I was diagnosed with RA in February, 2010, after demonstrating symptoms for almost two years.
The onset of the disease was brought on (I believe) by a tsunami of incredibly stressful events, including a miscarriage, a traumatic divorce and a turbulent time in my career. My Father, a former Marine, has lived with this disease for over 15 years and continues his treatment today. For a period of time, we were treated by the same rheumatologist.
I turned to books and the internet for hope after my diagnosis. There were very few stories of hope and even less of success in living an active, or even normal, lifestyle. I felt one word… Despair.
How can there not be hope? How can there not be help? How can there not be a better life?
I refused to give in.
It’s that fight in me that got me through.

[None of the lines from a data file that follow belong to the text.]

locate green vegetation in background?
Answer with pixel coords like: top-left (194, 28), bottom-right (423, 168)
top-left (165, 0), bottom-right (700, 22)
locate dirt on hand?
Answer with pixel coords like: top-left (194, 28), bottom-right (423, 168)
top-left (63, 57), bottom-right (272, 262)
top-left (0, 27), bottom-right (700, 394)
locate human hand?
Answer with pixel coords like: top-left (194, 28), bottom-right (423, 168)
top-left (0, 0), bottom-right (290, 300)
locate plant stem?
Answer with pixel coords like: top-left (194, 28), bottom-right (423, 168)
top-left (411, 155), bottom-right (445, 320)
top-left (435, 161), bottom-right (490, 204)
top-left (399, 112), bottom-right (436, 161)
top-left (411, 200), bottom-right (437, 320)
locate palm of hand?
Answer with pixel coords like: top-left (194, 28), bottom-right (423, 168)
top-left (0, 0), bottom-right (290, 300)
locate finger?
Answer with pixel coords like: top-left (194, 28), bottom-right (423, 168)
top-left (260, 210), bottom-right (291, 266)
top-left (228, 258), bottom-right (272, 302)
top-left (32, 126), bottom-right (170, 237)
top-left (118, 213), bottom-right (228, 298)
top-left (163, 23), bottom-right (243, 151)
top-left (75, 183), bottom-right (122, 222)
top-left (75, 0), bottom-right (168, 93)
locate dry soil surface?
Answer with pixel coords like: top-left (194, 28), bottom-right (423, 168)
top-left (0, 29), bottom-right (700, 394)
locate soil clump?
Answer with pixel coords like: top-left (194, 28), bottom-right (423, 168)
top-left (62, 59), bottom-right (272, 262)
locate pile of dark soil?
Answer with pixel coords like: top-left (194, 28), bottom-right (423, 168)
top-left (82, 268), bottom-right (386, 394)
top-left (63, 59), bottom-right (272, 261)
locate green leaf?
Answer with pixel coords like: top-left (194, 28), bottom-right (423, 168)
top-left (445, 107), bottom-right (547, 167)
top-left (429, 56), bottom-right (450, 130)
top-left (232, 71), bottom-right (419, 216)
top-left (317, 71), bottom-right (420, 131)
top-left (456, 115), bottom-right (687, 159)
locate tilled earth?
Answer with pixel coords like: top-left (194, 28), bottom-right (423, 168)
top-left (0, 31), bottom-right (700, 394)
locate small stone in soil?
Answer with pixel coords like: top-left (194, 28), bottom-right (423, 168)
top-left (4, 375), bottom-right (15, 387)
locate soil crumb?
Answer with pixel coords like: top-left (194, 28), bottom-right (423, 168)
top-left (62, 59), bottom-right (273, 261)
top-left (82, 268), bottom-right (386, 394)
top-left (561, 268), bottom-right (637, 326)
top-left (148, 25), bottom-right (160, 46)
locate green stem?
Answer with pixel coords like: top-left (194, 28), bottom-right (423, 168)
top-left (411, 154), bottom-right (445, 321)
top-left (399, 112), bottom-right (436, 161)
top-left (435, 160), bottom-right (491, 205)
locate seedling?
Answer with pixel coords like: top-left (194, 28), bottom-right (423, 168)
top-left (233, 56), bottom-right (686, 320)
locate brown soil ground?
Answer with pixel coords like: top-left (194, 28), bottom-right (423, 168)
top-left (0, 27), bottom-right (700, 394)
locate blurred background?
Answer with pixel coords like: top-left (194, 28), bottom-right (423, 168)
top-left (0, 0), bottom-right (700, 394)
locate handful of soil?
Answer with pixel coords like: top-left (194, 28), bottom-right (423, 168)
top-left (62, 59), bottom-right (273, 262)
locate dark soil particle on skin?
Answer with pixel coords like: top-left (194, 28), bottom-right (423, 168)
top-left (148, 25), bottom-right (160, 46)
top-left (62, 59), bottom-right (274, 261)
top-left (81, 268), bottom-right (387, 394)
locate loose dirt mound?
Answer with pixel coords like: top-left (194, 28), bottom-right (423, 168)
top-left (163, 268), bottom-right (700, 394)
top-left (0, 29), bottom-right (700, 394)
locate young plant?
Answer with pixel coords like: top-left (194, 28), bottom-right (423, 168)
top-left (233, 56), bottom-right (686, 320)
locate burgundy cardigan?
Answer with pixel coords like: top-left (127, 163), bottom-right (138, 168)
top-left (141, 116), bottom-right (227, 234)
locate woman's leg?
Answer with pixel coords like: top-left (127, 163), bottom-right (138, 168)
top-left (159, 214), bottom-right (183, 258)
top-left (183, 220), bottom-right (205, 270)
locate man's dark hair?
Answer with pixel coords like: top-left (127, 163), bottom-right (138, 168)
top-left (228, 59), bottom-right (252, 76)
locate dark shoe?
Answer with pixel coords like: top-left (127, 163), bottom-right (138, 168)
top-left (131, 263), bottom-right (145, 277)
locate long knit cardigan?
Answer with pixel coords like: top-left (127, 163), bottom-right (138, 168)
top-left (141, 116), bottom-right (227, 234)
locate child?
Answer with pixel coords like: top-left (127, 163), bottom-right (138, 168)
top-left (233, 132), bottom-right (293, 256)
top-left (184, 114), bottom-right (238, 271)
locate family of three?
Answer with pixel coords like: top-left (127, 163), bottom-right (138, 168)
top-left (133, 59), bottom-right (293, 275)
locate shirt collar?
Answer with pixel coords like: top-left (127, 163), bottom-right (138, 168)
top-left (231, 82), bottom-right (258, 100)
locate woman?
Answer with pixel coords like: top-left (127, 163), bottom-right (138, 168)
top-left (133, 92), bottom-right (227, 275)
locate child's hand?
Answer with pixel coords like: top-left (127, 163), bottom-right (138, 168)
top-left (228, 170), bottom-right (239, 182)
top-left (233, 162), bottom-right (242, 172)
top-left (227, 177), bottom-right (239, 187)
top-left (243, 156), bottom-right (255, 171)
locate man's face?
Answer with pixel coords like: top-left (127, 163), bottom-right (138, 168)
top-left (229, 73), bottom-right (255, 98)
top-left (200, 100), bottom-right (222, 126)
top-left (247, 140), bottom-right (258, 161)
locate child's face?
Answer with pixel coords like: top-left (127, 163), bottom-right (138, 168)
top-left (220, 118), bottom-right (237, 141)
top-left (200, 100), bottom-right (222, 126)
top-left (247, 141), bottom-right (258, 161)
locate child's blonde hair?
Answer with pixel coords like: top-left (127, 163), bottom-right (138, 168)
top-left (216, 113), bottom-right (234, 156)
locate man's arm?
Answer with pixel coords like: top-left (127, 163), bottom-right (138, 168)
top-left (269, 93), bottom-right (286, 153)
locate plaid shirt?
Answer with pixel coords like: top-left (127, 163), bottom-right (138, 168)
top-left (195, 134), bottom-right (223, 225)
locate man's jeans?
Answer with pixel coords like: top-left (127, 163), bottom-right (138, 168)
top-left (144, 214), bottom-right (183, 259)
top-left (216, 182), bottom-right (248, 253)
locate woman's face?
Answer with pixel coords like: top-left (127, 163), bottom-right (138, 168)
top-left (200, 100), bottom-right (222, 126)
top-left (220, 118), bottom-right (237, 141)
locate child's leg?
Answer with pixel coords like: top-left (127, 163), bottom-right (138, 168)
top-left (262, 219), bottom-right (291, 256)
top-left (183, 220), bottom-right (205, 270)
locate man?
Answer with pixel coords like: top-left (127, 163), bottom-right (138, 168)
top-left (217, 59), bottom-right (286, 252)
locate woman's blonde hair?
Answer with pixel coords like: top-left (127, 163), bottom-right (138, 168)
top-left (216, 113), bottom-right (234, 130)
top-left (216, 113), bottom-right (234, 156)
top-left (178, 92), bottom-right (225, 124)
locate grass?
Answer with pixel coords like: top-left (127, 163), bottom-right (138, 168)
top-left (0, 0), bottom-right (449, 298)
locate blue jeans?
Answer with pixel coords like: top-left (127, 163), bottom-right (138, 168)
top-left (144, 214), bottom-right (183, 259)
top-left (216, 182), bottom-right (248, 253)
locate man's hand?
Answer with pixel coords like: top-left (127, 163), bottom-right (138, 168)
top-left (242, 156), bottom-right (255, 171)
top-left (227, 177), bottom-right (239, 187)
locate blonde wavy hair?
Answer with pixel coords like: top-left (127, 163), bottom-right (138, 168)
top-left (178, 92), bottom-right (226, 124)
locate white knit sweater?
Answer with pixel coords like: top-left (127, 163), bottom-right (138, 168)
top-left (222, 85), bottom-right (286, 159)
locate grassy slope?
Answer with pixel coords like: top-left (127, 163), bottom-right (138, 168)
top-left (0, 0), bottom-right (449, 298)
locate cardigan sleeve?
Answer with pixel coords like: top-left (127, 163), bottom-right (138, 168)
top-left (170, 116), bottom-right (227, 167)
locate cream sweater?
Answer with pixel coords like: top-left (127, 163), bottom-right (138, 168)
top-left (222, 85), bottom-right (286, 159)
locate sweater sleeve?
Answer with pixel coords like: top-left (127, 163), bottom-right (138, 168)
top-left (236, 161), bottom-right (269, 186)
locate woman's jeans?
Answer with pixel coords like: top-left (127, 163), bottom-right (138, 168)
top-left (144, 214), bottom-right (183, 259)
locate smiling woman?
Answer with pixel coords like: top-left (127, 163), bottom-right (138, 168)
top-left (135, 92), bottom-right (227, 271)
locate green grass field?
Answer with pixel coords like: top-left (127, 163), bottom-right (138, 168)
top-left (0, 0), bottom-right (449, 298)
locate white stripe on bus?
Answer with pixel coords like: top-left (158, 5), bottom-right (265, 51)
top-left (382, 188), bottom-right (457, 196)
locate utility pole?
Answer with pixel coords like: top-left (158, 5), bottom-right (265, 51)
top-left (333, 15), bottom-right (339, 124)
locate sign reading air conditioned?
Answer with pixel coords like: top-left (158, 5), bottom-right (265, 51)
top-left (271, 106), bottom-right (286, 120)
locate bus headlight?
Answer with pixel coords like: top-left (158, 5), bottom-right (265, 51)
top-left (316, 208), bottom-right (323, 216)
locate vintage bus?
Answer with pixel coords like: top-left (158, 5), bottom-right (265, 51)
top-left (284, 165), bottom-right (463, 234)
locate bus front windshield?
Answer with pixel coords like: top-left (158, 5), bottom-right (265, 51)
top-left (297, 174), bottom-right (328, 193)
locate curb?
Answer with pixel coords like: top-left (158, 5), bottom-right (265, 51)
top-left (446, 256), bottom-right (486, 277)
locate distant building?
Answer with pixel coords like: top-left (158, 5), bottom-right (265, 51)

At the time of my diagnosis, I was fully engaged in a rigorous fitness regime, primarily focusing on strength training. It was my rheumatologist’s opinion that the strength training had mitigated the symptoms of my early disease. This piqued my interest, and I’ve continued (even amplified) my fitness program; I view it as an integral part of my treatment. Truthfully, I’m in the best shape of my life. And, yes, there are days that I have to fight for it.
I embarked on a Paleo lifestyle 18 months ago, and have found it to be wildly successful in mitigating my symptoms. It’s not for everyone, but I’ve loved it, and my blood work has improved.
I inject 1mL (25 mg) of methotrexate weekly and have recently started 50 mg of injectable Enbrel weekly. I treat flares with Prednisone runs, prescribed by my rheumatologist. The strongest pain medication I’ve taken with RA is Motrin. I’m a folic acid junkie, and I love B vitamins, vitamin C and vitamin D. I’ve also recently incorporated Vega Chlorella (from the Thrive Diet) in my daily routine.
I can’t help but believe that what we put in our bodies and do with our bodies affects our disease and our symptoms. That’s why I’ve made a commitment to myself and to the RA community to learn more, share more, and hope more… for a better life.
My hope is to inspire RA patients to be true managers of their disease, partners with their doctors and masters of their bodies.
2 thoughts on “The World… According to Lora”
I think you are very brave for opening up and sharing your story. I’m certain this is the start of you reaching and helping many people.
Thank you, and thank you for reading!